En la Evangelii Gaudium el papa Francisco escribe que «no podemos dar por supuesto que nuestros interlocutores conocen el trasfondo completo de lo que decimos o que pueden conectar nuestro discurso con el núcleo esencial del Evangelio que le otorga sentido, belleza y atractivo». Por eso el Papa insiste en que es necesario encontrar «formas y modos» nuevos «para comunicar con un lenguaje comprensible la perenne novedad del cristianismo». En el fondo, es lo mismo que hizo Jesús con Zaqueo: su mirada de misericordia despertó en aquel hombre el deseo de verdad, hasta tal punto que se convirtió. Por eso es equivocado contraponer misericordia y verdad.





«El mayor obstáculo en nuestro camino como hombres es el “descuido” del “yo”. En lo contrario de este “descuido”, es decir, en el interés por el propio yo, consiste el primer paso para caminar de un modo verdaderamente humano. Parece obvio que se tenga este interés, pero de ningún modo es así: basta considerar los grandes vacíos que se abren en el tejido cotidiano de nuestra conciencia y la dispersión que sufre nuestra memoria». Don Giussani es imprevisible. ¿Quién de nosotros habría dicho que el mayor obstáculo en nuestro camino como hombres es el descuido del “yo”? Nos parece que todo lo demás es más importante que esto. Y precisamente tal constatación demuestra hasta qué punto se ha oscurecido en nosotros la percepción de nuestra persona. Lo afirmaba don Giussani en 1992, al identificar en este oscurecimiento el signo de una “era bárbara” que avanzaba (hoy podemos reconocer por la evidencia de los datos lo acertado de su visión): «Tras la máscara cada vez más frágil de nuestro “yo” se esconde hoy en día una gran confusión». La consecuencia resulta evidente ante nuestros ojos: «No hay deshumanización mayor que hacer que desaparezca el “yo”: esta es precisamente la deshumanización de nuestro tiempo».
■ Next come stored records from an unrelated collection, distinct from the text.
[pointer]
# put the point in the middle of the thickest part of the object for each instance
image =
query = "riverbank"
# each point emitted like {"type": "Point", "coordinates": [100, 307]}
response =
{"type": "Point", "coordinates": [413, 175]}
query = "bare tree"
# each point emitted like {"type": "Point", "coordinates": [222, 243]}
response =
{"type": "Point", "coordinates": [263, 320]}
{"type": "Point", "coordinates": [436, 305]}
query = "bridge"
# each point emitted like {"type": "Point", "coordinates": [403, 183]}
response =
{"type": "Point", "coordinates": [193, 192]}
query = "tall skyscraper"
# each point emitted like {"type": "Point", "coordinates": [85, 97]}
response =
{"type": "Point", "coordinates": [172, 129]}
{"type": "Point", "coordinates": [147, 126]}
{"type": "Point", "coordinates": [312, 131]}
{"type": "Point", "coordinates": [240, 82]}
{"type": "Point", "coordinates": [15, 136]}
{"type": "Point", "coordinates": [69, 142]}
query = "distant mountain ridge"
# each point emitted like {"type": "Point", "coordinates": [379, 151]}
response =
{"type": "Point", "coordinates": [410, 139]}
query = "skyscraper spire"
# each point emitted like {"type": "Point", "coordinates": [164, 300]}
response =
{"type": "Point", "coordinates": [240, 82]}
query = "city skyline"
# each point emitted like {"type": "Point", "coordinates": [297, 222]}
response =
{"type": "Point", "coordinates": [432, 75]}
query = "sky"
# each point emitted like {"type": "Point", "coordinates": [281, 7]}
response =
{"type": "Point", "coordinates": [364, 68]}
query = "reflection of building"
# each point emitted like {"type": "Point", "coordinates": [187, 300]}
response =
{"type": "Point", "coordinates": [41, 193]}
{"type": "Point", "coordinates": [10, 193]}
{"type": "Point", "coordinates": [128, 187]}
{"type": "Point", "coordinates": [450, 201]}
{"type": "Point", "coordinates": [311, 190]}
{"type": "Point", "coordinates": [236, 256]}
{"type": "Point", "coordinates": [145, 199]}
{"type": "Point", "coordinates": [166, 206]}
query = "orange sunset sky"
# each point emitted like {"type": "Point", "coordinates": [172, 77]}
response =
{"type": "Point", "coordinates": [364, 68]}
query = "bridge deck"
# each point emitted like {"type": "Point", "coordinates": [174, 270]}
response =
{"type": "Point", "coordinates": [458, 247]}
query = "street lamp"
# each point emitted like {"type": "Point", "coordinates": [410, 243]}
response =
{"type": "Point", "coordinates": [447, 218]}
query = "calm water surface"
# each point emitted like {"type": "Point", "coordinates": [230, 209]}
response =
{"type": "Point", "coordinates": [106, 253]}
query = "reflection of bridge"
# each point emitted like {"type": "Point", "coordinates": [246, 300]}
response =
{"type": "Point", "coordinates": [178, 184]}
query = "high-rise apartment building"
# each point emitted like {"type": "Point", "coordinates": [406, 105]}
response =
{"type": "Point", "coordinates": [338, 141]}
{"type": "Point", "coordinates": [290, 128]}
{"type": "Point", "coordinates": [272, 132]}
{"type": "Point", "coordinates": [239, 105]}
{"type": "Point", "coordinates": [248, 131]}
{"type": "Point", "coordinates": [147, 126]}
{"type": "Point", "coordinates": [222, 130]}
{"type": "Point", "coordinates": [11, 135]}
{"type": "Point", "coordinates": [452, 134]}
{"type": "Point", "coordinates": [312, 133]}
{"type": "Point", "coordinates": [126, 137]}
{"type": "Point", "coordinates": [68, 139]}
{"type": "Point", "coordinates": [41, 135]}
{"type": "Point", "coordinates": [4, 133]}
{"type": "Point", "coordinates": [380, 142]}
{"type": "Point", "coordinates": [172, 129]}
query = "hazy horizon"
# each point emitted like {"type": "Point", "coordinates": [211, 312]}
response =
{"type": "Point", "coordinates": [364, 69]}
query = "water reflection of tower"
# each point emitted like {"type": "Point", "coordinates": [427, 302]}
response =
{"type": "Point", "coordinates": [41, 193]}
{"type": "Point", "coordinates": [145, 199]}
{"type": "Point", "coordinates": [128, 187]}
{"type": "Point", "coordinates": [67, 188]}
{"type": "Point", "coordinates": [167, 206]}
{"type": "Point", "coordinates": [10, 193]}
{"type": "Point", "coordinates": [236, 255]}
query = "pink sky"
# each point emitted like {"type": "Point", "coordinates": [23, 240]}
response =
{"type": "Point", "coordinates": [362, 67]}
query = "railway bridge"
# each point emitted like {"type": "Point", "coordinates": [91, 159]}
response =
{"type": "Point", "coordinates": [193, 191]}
En esta situación podría parecer que todo está perdido. Pero la mirada de don Giussani es distinta. Consigue ver en el “yo” un brote que otros no ven. De hecho, él nos ayuda a reconocer que incluso en este contexto permanece intacta en la persona, aunque a veces parezca confusa, la espera de la salvación, «como dice Adorno; el hombre espera que de la verdad de las cosas, como quiera que se la conciba, emerja, a pesar de todo, dentro de la apariencia, más allá de ella, la imagen de la salvación. La espera de la salvación es inevitable».

Pero, ¿de dónde puede venir esta salvación? Con un gran realismo acerca de la naturaleza ilimitada de nuestra necesidad, don Giussani invita a reconocer que «esta salvación no puede nacer de nosotros, no podemos inventarla, ni como individuos» ni todos juntos. Entonces, ¿de dónde puede venir? «Lo único que aclara y hace consistente los factores constitutivos del “yo” es un acontecimiento. Se trata de una paradoja que ninguna filosofía o teoría –sociológica o política– logra tolerar: que sea un acontecimiento, y no un análisis, un registro de sentimientos, el catalizador que hace que los factores de nuestro “yo” puedan salir a relucir con claridad y componerse ante nuestros ojos, ante nuestra conciencia, con una transparencia firme, duradera y estable». […]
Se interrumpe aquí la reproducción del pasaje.